Теперь их стало пятнадцать человек.
– Вы, пятнадцать, в грузовик, – сказал чернорубашечник. – Остальные возвращаются в камеры.
Пино не знал, что ему делать – то ли броситься к Туллио, то ли бежать к генералу Лейерсу. Но если он обратится к Лейерсу и назовет своим близким другом Туллио, который оказался в Сан-Витторе за шпионаж в пользу Сопротивления, то не станет ли генерал подозревать?..
– Что вы здесь делаете, форарбайтер? – спросил Лейерс.
Происходящее перед его глазами настолько загипнотизировало Пино, что он забыл о Лейерсе, который теперь с недовольным видом стоял перед ним.
– Извините, mon général, – сказал Пино, – я думал, вам может понадобиться переводчик.
– Возвращайтесь в машину, – сказал Лейерс. – Подъезжайте к воротам, когда уедет этот грузовик.
Пино выбежал из ворот тюрьмы и сел в «даймлер». Грузовик, стоявший рядом с тюрьмой, тронулся с места.

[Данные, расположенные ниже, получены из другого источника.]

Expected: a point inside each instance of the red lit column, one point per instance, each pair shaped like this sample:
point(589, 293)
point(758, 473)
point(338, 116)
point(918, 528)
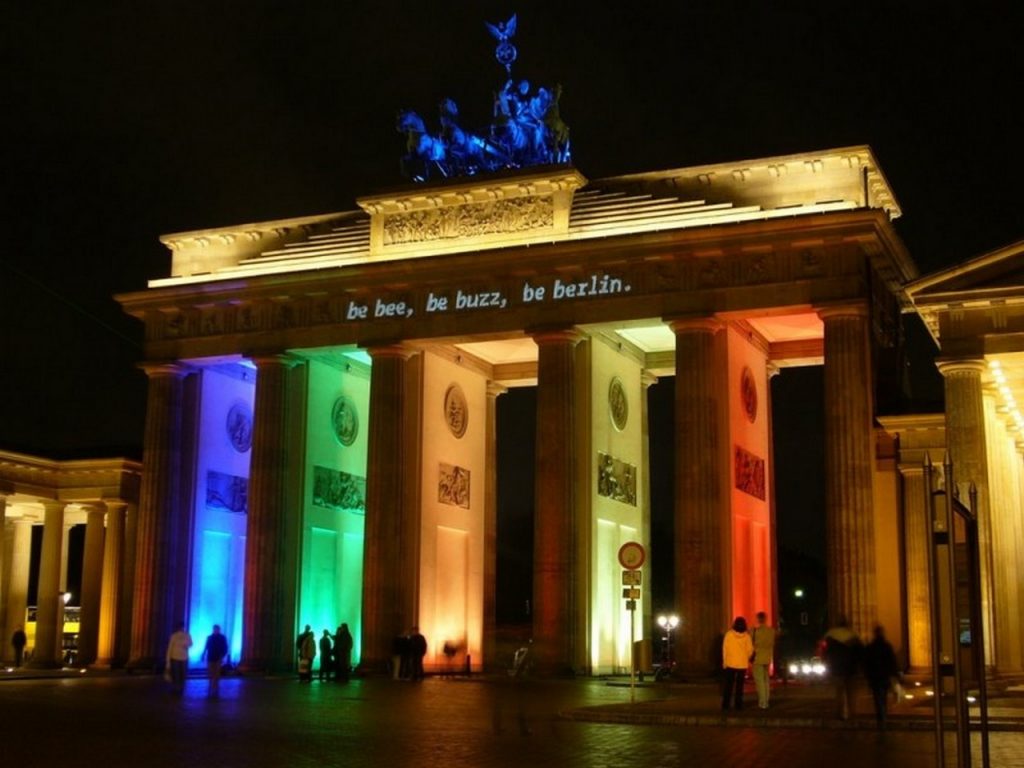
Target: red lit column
point(111, 585)
point(46, 653)
point(92, 572)
point(849, 467)
point(262, 624)
point(159, 511)
point(701, 501)
point(554, 507)
point(389, 580)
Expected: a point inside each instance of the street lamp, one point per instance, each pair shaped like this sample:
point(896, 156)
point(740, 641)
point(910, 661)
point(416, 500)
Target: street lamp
point(668, 623)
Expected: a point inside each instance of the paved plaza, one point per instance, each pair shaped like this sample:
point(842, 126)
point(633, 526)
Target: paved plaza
point(120, 720)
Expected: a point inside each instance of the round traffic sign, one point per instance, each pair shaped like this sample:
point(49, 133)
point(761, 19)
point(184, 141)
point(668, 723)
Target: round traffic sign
point(632, 555)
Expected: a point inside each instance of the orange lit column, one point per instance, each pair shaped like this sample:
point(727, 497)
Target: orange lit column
point(92, 573)
point(159, 509)
point(16, 594)
point(701, 501)
point(849, 467)
point(111, 585)
point(45, 655)
point(386, 585)
point(491, 528)
point(968, 451)
point(554, 510)
point(262, 623)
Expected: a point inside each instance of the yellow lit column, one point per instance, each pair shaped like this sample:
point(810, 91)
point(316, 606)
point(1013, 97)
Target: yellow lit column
point(966, 441)
point(159, 510)
point(45, 654)
point(262, 623)
point(92, 571)
point(495, 390)
point(554, 522)
point(111, 585)
point(386, 590)
point(849, 467)
point(17, 585)
point(701, 500)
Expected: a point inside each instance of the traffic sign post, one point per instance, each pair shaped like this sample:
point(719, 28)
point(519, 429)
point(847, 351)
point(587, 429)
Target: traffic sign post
point(632, 557)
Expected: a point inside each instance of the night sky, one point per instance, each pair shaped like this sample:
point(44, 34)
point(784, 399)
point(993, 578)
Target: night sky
point(124, 121)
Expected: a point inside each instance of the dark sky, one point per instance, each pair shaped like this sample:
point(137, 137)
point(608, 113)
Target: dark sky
point(124, 121)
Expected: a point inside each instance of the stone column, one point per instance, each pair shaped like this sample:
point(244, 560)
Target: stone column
point(554, 523)
point(92, 570)
point(384, 592)
point(111, 585)
point(159, 508)
point(268, 504)
point(849, 468)
point(17, 586)
point(46, 653)
point(701, 499)
point(966, 442)
point(916, 532)
point(491, 660)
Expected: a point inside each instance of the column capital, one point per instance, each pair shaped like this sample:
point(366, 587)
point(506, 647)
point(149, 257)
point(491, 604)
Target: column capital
point(949, 366)
point(828, 311)
point(707, 324)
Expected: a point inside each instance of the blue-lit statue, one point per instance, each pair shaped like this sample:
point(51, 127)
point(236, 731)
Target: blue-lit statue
point(527, 128)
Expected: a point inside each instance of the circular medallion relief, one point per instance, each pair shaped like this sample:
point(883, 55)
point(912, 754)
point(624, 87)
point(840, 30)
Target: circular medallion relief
point(749, 394)
point(345, 420)
point(456, 411)
point(619, 406)
point(240, 426)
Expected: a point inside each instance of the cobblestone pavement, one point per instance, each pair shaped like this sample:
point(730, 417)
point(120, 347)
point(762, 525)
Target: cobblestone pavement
point(133, 721)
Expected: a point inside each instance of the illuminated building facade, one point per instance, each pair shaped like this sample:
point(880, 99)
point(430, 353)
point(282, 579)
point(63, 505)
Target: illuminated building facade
point(321, 430)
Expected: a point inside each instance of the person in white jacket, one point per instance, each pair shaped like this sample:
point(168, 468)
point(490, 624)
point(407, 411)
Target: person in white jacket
point(736, 652)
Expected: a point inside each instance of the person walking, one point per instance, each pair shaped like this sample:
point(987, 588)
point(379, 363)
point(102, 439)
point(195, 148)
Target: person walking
point(177, 657)
point(17, 641)
point(764, 646)
point(737, 649)
point(417, 650)
point(213, 653)
point(306, 646)
point(342, 653)
point(326, 656)
point(842, 656)
point(880, 669)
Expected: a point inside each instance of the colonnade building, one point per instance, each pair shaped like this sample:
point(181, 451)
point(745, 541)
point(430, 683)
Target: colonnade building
point(321, 431)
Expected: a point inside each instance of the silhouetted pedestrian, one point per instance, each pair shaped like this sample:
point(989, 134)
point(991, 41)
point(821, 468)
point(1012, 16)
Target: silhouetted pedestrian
point(214, 652)
point(880, 669)
point(177, 657)
point(342, 653)
point(842, 656)
point(417, 650)
point(737, 650)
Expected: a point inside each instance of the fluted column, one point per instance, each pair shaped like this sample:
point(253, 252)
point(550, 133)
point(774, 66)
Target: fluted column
point(46, 653)
point(849, 468)
point(384, 590)
point(92, 570)
point(268, 503)
point(915, 544)
point(111, 585)
point(17, 585)
point(701, 499)
point(966, 442)
point(495, 390)
point(159, 508)
point(554, 615)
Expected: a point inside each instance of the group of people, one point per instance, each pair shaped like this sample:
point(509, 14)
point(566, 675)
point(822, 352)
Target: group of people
point(407, 655)
point(844, 655)
point(335, 653)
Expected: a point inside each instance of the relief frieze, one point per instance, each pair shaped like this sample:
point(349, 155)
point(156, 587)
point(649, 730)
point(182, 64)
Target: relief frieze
point(470, 220)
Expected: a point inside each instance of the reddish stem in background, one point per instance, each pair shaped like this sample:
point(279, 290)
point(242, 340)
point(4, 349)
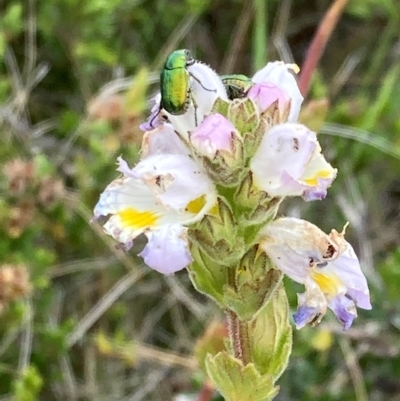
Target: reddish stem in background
point(318, 44)
point(206, 392)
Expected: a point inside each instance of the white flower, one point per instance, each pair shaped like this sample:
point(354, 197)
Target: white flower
point(159, 197)
point(289, 162)
point(326, 264)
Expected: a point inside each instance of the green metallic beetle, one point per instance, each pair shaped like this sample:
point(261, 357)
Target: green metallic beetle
point(236, 85)
point(175, 85)
point(175, 82)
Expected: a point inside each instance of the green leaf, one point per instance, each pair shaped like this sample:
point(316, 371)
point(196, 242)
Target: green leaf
point(237, 382)
point(271, 335)
point(28, 385)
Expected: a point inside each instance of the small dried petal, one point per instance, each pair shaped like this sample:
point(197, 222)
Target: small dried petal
point(288, 162)
point(278, 73)
point(167, 249)
point(325, 264)
point(267, 93)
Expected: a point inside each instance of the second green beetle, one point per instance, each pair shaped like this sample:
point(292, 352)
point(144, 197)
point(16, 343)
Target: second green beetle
point(236, 85)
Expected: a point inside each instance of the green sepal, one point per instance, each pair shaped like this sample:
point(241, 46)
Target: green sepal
point(207, 276)
point(221, 107)
point(211, 342)
point(248, 299)
point(244, 115)
point(253, 138)
point(237, 382)
point(217, 251)
point(270, 335)
point(264, 212)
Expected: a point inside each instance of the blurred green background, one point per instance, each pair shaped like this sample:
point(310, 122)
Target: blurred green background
point(82, 320)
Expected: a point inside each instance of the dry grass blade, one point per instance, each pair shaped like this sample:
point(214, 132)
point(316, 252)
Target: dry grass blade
point(103, 304)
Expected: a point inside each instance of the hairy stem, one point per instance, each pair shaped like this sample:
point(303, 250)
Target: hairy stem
point(238, 331)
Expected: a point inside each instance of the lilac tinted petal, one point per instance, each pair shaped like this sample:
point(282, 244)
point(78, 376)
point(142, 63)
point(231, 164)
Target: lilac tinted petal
point(344, 310)
point(163, 140)
point(360, 298)
point(167, 249)
point(284, 150)
point(292, 244)
point(304, 315)
point(213, 134)
point(266, 93)
point(175, 179)
point(124, 168)
point(278, 73)
point(348, 269)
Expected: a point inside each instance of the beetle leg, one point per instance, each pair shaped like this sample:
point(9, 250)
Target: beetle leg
point(158, 113)
point(190, 95)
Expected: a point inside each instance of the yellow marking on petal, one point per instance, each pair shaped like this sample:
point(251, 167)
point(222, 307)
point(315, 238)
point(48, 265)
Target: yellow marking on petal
point(196, 205)
point(294, 67)
point(320, 174)
point(329, 285)
point(132, 218)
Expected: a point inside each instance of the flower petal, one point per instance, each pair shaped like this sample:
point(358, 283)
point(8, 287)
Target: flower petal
point(266, 93)
point(163, 140)
point(167, 249)
point(326, 265)
point(213, 134)
point(278, 73)
point(133, 208)
point(288, 163)
point(344, 309)
point(176, 180)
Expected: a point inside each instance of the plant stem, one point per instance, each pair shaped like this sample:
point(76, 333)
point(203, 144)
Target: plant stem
point(238, 331)
point(318, 44)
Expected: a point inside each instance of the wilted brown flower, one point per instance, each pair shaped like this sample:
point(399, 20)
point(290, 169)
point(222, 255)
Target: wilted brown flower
point(20, 217)
point(19, 174)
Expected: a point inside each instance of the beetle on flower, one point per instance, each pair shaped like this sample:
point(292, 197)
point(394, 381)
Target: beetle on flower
point(216, 181)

Пино завел двигатель в тот момент, когда первый луч солнца коснулся верха тюремной стены и арки над въездом. В полутьме внизу грузовик с Туллио и четырнадцатью другими выехал из ворот и последовал за первым.
Пино подъехал к воротам. Генерал не стал дожидаться, когда Пино откроет ему дверь, он сел на заднее сиденье, его лицо искажала гримаса плохо скрываемой ярости.
– Mon général? – спросил Пино, когда прошло несколько секунд.
– К чертовой матери, – сказал Лейерс. – Езжайте за ними, форарбайтер.
«Даймлер» быстро догнал грузовики, пробиравшиеся по узким улочкам города. Пино хотел спросить генерала, что происходит. Сказать ему про Туллио. Но не осмелился.
Проезжая по площади перед собором, он посмотрел на самый высокий шпиль, увидел его в солнечных лучах, а горгульи на карнизах внизу оставались в сумраке тени. Это зрелище сильно встревожило его.